- Born: 2 June 1921 Budapest, Kingdom of Hungary
- Died: 18 October 2016 (aged 95)
- Occupations: Businessman, philanthropist
- Spouses: Ruth Schiff; Hazel Sternberg;
- Children: Frances Aviva Blane Michael Sternberg Ruth Tamir (nee Sternberg) David Sternberg

= Sigmund Sternberg =

Hungarian-British philanthropist, business man and Labour Party donor

Sir Sigmund Sternberg (Sternberg Zsigmond; 2 June 1921 – 18 October 2016) was a Hungarian-British philanthropist, interfaith campaigner, businessman and Labour Party donor.

==Early life==
Sternberg was born in 1921 in Budapest, Hungary. He was Jewish. He emigrated to England in 1939, and was naturalised as a British citizen in 1947.

==Career==
Sternberg worked in the scrap metal trade. After the war, he founded Sternberg Group of Companies. By 1968 he retired from the scrap metal trade and focused on commercial property investments.

==Philanthropy==
Sternberg worked to promote dialogue between different faiths. For example, he relocated a Roman Catholic convent at Auschwitz. Moreover, he organised the first papal visit to a synagogue in 1986. Additionally, he negotiated the Vatican's recognition of the state of Israel.

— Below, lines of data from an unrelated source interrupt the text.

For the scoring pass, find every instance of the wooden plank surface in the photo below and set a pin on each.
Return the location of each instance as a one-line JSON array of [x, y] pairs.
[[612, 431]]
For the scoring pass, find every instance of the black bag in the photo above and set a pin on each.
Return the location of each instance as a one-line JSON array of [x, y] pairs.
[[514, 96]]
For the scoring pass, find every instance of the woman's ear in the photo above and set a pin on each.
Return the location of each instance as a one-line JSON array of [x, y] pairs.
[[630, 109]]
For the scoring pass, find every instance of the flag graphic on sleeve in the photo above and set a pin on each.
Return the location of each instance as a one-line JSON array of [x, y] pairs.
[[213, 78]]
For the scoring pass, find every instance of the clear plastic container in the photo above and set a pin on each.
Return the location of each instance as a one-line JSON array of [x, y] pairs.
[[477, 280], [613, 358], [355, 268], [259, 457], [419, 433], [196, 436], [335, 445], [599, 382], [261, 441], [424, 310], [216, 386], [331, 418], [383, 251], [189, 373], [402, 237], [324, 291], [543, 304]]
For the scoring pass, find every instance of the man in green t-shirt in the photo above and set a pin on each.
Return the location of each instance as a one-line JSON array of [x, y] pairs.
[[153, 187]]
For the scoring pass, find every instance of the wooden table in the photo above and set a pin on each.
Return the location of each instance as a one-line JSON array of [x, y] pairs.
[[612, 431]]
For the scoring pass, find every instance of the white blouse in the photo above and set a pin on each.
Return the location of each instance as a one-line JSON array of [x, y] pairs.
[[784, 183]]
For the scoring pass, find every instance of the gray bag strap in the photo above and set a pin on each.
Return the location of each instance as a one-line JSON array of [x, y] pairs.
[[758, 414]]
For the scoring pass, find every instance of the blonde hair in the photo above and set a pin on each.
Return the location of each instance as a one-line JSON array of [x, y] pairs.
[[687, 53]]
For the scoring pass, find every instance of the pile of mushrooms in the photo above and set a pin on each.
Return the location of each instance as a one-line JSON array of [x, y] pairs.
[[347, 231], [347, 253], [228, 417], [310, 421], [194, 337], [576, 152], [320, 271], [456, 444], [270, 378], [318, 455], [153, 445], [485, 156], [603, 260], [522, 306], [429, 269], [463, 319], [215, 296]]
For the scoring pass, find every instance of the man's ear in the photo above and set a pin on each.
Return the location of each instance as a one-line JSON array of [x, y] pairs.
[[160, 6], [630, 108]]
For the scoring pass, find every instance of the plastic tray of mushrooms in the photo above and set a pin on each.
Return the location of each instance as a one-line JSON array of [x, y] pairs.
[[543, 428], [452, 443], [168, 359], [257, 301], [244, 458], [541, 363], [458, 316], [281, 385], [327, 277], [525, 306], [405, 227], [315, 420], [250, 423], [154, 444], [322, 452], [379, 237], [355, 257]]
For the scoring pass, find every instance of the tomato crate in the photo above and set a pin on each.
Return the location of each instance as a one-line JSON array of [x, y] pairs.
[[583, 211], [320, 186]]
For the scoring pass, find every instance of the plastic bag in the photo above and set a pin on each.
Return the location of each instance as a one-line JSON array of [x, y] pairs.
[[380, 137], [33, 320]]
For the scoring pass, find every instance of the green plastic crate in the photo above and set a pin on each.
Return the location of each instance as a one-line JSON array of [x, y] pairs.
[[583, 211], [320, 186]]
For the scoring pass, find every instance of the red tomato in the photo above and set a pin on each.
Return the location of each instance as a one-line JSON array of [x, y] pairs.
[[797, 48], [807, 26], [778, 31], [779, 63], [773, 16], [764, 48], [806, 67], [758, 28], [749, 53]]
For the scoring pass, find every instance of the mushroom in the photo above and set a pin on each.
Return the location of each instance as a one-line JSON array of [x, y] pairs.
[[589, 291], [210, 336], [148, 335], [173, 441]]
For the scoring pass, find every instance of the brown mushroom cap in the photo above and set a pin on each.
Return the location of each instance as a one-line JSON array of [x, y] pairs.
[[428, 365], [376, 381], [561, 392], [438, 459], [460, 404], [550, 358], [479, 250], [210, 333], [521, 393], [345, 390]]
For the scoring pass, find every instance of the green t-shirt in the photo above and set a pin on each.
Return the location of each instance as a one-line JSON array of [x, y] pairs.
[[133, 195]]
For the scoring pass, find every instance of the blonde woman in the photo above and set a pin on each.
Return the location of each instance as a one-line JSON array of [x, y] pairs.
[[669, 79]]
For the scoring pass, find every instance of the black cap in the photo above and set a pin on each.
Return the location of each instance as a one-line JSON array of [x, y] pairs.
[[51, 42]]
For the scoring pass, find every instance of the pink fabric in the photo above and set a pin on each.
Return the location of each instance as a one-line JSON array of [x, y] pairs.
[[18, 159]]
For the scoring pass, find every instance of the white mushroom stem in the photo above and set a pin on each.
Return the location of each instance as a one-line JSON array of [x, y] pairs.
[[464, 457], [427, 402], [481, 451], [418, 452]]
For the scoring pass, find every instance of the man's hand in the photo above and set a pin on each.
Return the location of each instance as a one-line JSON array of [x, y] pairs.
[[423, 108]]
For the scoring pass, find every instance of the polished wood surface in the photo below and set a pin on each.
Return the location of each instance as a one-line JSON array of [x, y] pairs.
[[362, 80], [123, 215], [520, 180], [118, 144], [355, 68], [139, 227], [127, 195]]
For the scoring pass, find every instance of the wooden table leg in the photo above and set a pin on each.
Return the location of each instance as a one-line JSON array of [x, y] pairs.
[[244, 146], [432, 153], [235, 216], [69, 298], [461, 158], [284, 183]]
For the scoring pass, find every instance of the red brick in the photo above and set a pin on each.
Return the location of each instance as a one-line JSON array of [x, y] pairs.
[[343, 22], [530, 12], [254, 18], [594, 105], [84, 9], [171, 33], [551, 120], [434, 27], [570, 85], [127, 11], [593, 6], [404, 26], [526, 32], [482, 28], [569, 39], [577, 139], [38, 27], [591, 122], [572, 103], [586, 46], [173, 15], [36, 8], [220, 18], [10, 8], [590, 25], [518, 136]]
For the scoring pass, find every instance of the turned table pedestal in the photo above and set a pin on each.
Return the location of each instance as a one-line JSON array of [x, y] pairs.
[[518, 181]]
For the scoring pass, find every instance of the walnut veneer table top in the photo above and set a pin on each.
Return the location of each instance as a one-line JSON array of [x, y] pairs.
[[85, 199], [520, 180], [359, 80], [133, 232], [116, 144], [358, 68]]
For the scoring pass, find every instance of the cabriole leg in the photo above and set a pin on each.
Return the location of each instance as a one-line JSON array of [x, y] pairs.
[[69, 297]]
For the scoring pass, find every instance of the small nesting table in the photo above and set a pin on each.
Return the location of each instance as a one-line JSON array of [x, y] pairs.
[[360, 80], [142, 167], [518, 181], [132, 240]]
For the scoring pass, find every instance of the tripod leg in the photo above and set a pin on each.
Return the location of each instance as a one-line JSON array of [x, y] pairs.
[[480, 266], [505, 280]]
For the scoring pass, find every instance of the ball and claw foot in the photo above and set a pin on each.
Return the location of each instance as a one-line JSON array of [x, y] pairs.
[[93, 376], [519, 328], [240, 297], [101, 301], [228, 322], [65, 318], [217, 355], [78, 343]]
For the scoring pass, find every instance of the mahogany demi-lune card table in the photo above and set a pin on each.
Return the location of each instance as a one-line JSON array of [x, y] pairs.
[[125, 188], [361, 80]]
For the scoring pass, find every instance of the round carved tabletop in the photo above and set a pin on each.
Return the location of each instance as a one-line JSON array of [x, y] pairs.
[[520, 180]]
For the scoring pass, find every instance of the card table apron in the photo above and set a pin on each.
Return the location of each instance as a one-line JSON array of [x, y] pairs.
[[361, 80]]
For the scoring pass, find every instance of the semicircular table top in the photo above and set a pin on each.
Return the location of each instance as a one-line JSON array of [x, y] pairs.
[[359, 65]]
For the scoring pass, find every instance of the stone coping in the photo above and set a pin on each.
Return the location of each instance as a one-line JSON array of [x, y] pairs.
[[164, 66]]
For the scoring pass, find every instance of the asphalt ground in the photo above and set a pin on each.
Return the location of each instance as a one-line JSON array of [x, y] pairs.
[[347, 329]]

Sternberg established The Sir Sigmund Sternberg Charitable Foundation in 1969 and was one of the co-founders of the Three Faiths Forum. Sternberg was Life President of the Movement for Reform Judaism. He was chairman of the Sternberg Interfaith Gold Medallion.

==Distinctions==
In 1976, Sternberg was knighted by Queen Elizabeth II, and in 1985 he was made a Papal Knight Commander of the Order of St. Gregory the Great (KCSG) by Pope John Paul II. He was awarded the Templeton Prize for Progress in Religion in 1998 for his interfaith work worldwide. In November 2005, Sternberg was promoted to the highest rank within the Royal Order of Francis I to the grade of Knight Grand Cross (GCFO), this in recognition of his contributions to furthering the interfaith activities of the British and Irish Delegation. In 2008, he received the FIRST International Award for Responsible Capitalism, lifetime achievement medal. In 2009 he was made Officer of the Order of Ouissam Alaouite by King Mohammed VI.

==Politics==
Sternberg was a long-term Labour Party supporter and donor, and was one of its top 50 donors in 2001 with a gift of £100,000 to its head office.

==Personal life and death==
Sternberg married Ruth Schiff in 1949. They had a son, Michael Sternberg, and a daughter, artist Frances Aviva Blane. They divorced in 1969, and he later married Hazel Sternberg, who died in 2014. He died on 18 October 2016.